NLU Evaluation Scripts

Methodology

We evaluate Recall and F-scores on a small and large dataset based on the home automation bot dataset from “Benchmarking Natural Language Understanding Services for Building Conversational Agents (2019)". The data is available on github.

The benchmark was conducted between 28th July and 4th August 2022.

The experiment settings were trained on a single-fold, with the test set kept as holdout dataset during the training phase.

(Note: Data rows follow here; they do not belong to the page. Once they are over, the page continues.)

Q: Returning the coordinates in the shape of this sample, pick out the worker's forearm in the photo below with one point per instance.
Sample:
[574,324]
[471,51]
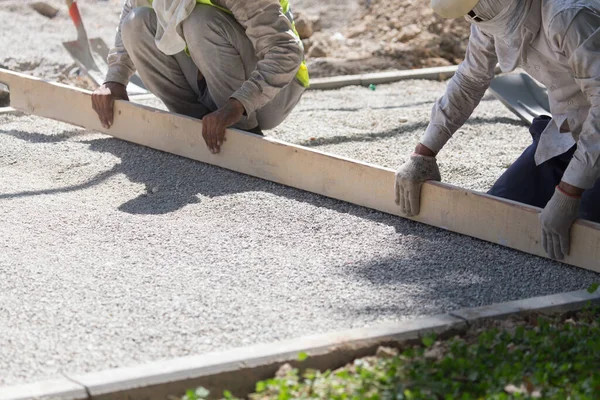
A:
[423,150]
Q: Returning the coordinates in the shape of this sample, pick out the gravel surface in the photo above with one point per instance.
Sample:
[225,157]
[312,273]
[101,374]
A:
[113,254]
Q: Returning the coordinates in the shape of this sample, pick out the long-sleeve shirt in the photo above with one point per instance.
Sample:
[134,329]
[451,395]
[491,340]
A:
[564,55]
[279,51]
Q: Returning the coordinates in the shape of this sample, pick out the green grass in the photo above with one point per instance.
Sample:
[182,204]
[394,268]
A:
[535,357]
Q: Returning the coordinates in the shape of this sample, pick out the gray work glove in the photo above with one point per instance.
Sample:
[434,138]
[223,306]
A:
[409,179]
[557,218]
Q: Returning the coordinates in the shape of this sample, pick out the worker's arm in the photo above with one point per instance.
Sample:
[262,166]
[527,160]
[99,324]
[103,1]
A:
[575,33]
[581,44]
[279,51]
[465,90]
[120,70]
[450,112]
[120,66]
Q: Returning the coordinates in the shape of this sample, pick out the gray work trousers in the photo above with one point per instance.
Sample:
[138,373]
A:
[174,79]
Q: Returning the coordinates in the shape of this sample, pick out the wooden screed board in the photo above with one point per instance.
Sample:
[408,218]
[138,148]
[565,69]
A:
[470,213]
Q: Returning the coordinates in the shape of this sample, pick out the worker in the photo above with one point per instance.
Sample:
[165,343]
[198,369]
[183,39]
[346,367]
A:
[231,63]
[558,43]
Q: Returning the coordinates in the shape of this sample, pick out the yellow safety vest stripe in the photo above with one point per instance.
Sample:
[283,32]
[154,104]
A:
[302,74]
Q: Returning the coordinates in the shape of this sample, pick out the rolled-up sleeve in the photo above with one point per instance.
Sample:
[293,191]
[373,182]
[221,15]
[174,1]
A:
[581,45]
[464,92]
[120,66]
[279,51]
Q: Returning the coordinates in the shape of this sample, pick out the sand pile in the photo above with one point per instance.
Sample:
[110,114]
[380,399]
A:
[384,34]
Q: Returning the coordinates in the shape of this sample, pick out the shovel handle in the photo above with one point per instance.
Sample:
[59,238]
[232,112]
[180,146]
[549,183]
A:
[74,13]
[76,17]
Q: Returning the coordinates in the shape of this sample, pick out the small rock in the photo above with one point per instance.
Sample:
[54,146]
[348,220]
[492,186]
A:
[316,51]
[409,32]
[316,21]
[283,371]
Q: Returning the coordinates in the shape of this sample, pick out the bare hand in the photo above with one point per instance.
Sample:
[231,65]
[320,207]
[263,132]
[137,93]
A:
[103,100]
[215,124]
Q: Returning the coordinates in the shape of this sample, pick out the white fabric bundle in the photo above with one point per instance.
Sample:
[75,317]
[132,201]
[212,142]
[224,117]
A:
[504,20]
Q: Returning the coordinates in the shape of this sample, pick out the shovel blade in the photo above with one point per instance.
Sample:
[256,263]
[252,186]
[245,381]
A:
[92,59]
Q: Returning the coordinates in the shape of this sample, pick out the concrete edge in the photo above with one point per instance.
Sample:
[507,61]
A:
[239,369]
[56,389]
[336,82]
[552,304]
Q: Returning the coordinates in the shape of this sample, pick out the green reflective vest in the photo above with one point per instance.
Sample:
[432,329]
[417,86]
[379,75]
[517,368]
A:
[302,74]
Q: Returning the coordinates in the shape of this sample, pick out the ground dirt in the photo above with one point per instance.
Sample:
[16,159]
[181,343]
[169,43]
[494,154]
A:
[114,254]
[356,36]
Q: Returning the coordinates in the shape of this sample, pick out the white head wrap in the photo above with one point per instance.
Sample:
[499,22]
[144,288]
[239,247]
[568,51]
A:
[504,20]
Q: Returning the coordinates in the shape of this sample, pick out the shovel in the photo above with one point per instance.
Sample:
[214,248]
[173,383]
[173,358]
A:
[521,95]
[91,54]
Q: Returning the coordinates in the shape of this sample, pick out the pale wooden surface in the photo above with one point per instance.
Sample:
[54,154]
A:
[471,213]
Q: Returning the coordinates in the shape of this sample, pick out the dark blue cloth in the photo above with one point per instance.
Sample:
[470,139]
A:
[533,184]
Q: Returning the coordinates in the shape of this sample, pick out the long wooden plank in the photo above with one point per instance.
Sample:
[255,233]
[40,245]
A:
[470,213]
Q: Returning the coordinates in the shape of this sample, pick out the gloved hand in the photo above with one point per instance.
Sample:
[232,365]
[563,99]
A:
[557,218]
[409,179]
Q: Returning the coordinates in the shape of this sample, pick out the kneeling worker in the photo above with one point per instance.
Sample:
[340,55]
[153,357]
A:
[231,63]
[557,43]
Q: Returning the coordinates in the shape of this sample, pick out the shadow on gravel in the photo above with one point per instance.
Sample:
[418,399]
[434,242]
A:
[172,182]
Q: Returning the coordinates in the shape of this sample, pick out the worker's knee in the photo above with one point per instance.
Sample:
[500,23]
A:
[203,24]
[138,24]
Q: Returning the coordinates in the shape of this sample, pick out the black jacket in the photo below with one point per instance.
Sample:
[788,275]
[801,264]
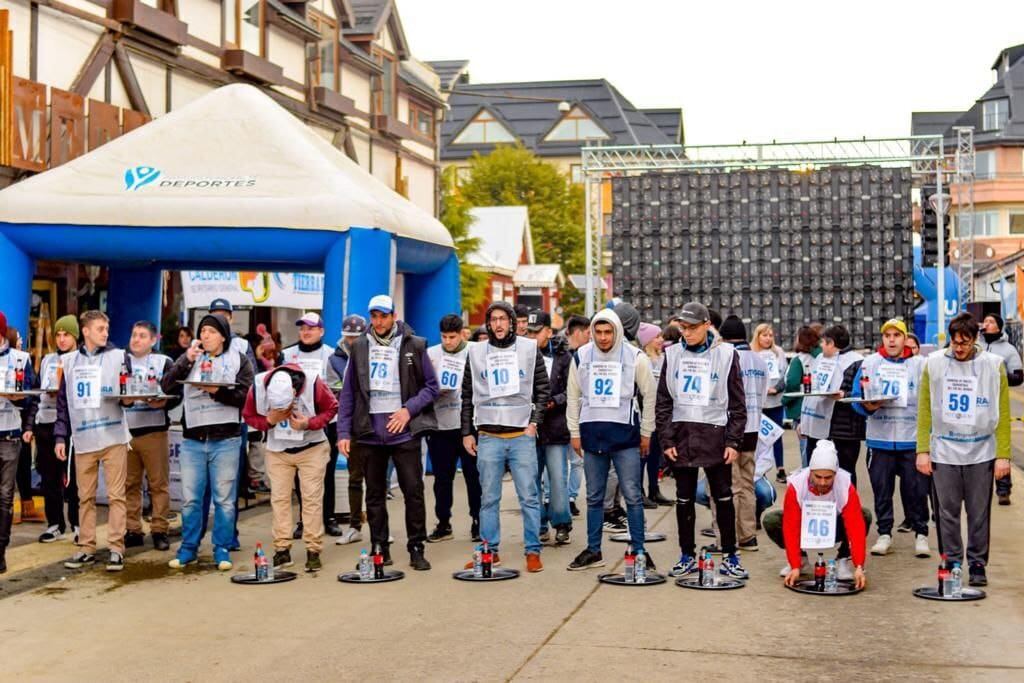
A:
[554,429]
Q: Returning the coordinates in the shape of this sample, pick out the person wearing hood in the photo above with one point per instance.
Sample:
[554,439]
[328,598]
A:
[824,417]
[553,434]
[100,434]
[836,515]
[994,340]
[351,329]
[964,440]
[754,371]
[504,395]
[893,374]
[610,414]
[312,354]
[211,444]
[386,408]
[294,406]
[444,444]
[700,418]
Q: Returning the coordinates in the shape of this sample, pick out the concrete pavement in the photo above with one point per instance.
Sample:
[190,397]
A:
[153,624]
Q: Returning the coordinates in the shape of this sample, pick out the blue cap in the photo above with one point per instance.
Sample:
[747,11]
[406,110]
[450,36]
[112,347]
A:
[221,304]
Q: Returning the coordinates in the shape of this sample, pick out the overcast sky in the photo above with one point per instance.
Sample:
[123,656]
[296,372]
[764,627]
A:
[745,70]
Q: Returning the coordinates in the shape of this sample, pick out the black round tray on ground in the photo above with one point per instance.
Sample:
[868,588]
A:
[250,579]
[652,579]
[648,538]
[353,578]
[807,586]
[720,585]
[497,573]
[932,593]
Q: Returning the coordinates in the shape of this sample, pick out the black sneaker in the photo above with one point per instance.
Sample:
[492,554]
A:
[312,562]
[116,562]
[418,561]
[283,558]
[440,532]
[586,560]
[978,577]
[79,560]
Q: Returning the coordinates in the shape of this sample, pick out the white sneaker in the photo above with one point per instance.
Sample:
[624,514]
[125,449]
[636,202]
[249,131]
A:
[351,535]
[883,546]
[844,569]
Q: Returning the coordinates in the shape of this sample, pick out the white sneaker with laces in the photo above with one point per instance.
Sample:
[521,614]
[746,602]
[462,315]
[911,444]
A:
[351,535]
[844,569]
[883,546]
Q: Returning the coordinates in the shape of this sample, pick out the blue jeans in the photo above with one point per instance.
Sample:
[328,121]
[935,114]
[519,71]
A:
[629,468]
[214,464]
[520,455]
[552,459]
[763,492]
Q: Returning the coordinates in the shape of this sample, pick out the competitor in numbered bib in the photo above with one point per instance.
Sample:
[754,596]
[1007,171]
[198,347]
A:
[16,416]
[444,444]
[821,506]
[701,416]
[294,406]
[553,433]
[89,414]
[147,423]
[893,376]
[822,417]
[503,397]
[313,355]
[386,407]
[964,440]
[754,371]
[994,340]
[58,485]
[211,446]
[606,377]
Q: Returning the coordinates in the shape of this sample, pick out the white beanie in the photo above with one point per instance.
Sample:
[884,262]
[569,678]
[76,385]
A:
[280,392]
[824,457]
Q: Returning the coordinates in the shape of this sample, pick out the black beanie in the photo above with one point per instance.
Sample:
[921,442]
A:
[732,329]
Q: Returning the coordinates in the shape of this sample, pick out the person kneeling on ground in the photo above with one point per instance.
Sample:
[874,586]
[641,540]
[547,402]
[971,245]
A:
[836,508]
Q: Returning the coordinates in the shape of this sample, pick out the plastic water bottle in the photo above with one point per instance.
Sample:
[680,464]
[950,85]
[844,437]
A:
[478,562]
[366,568]
[832,578]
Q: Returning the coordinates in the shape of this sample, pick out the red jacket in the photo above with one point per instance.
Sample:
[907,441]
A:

Full predictions with its scores on the test dataset are sorted back to its Ground Truth and provided in the folder.

Disclaimer:

  • Google Cloud AutoML:
    • The benchmark results is based on the confidence threshold that yields the best F1-Score.

Small

640 Training Sentences - 10 Sentences per Intent

1076 Test Sentences

Sprinklr Google Cloud Azure Language Studio AWS Comprehend
Recall 0.867 0.782 0.789 0.725
F1 (Macro) 0.870 0.799 0.789 0.700

Example sentence on Small models

Query: is there anything i need to be aware of

Ground Truth: calendar_query

Sprinklr Google Cloud Azure Language Studio AWS Comprehend
Intent (Pred) calendar_query general_dontcare general_dontcare calendar_remove
Confidence 0.73 0.15 0.49 0.09

Query: is there an alarm at four am

Ground Truth: alarm_query

Sprinklr Google Cloud Azure Language Studio AWS Comprehend
Intent (Pred) alarm_query alarm_set alarm_set alarm_set
Confidence 0.7 0.96 1.0 0.27

Large

1908 Training Sentences - ~30 Sentences per Intent

5518 Test Sentences

Sprinklr Google Cloud Azure Language Studio AWS Comprehend
Recall 0.901 0.836 0.860 0.876
F1 (Macro) 0.903 0.862 0.860 0.867

Example sentence on Large models

Query: how many countries are in the European Union

Ground Truth: qa_factoid

Sprinklr Google Cloud Azure Language Studio AWS Comprehend
Intent (Pred) qa_factoid qa_currency qa_maths general_quirky
Confidence 0.72 0.42 0.34 0.30

Query: let's go through all pending reminders

Ground Truth: calendar_query

Sprinklr Google Cloud Azure Language Studio AWS Comprehend
Intent (Pred) calendar_query calendar_remove general_quirky calendar_set
Confidence 0.74 0.85 0.73 0.29